Die künftige Fraktion setzt sich aus 85 direkt gewählten Stimmkreis-Abgeordneten zusammen. Ihr Durchschnittsalter ist dabei mit 43,4 Jahren erheblich jünger als nach der letzten Wahl vor fünf Jahren (50,7). Die jüngste Abgeordnete ist Judith Gerlach aus dem Kreis Aschaffenburg-West (33 Jahre); Dr. Alfred Sauter wurde als ältester Abgeordneter der neuen Fraktion wiedergewählt (68 Jahre). Der Frauenanteil liegt konstant bei etwa 20 Prozent.

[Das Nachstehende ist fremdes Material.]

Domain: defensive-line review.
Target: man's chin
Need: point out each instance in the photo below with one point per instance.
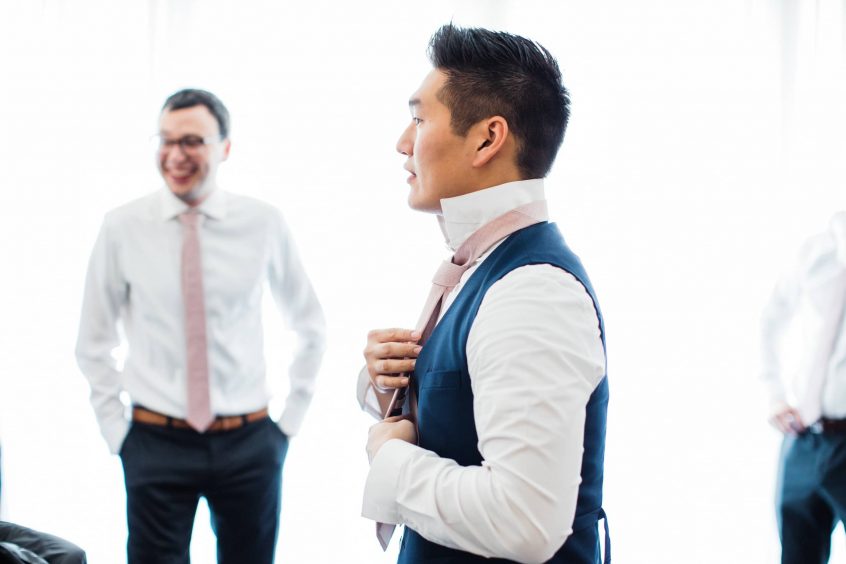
(187, 193)
(423, 206)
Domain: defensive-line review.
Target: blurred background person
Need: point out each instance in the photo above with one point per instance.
(808, 404)
(182, 270)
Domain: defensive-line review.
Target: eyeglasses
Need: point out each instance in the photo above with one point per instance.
(188, 144)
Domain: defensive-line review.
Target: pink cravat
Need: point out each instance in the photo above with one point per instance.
(446, 278)
(199, 405)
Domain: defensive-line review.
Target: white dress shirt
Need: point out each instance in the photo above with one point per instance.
(534, 356)
(133, 290)
(793, 306)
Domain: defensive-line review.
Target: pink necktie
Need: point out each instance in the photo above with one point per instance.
(446, 278)
(199, 405)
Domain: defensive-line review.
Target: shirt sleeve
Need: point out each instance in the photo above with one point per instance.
(775, 320)
(535, 356)
(104, 295)
(293, 293)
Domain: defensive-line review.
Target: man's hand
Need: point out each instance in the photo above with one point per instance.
(390, 353)
(399, 427)
(787, 419)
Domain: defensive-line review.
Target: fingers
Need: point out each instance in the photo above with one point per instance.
(391, 382)
(393, 335)
(389, 354)
(393, 367)
(787, 420)
(396, 418)
(396, 350)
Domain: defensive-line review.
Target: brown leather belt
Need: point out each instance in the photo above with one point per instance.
(828, 426)
(221, 423)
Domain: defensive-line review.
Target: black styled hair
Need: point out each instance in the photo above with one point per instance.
(491, 73)
(190, 97)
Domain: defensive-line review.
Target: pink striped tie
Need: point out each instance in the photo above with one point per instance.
(199, 405)
(446, 278)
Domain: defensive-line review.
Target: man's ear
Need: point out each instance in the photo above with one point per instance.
(491, 136)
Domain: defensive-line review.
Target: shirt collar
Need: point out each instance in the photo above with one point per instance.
(214, 206)
(462, 215)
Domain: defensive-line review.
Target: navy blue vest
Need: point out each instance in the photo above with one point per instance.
(445, 398)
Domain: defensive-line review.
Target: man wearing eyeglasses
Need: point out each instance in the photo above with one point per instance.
(181, 272)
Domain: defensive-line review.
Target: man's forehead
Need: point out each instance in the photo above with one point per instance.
(196, 119)
(428, 88)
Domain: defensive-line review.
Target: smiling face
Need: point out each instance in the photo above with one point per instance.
(190, 172)
(440, 162)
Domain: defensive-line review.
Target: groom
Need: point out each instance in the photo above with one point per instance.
(500, 453)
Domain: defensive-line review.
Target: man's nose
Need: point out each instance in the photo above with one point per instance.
(405, 144)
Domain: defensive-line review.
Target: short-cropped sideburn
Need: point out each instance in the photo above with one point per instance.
(491, 73)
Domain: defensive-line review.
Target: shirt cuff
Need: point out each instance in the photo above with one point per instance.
(382, 485)
(292, 417)
(115, 434)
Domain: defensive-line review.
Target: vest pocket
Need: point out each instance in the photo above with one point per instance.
(441, 379)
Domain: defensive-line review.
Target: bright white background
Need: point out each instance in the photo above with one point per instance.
(706, 142)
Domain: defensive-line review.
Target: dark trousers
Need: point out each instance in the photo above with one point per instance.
(239, 472)
(51, 548)
(811, 495)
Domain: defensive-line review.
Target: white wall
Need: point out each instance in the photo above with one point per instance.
(693, 167)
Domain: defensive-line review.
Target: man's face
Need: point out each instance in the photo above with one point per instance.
(190, 152)
(439, 160)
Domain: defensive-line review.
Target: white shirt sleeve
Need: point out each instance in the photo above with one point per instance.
(535, 356)
(105, 294)
(775, 320)
(293, 293)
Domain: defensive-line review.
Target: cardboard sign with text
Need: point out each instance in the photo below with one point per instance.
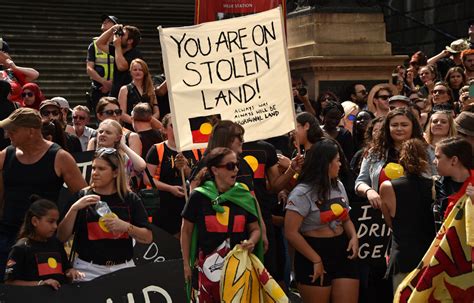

Besonders vielfältig ist die Fraktion wieder einmal bei der Verteilung der beruflichen Gruppen: So gehören der neuen Fraktion 35 Selbstständige und Angehörige der Freien Berufe an, darunter 6 Landwirte. 28 Abgeordnete kommen aus dem Öffentlichen Dienst, 21 haben vorher als Angestellte in Wirtschaft und Verbänden gearbeitet. Ein Abgeordneter war zuvor kommunaler Wahlbeamter.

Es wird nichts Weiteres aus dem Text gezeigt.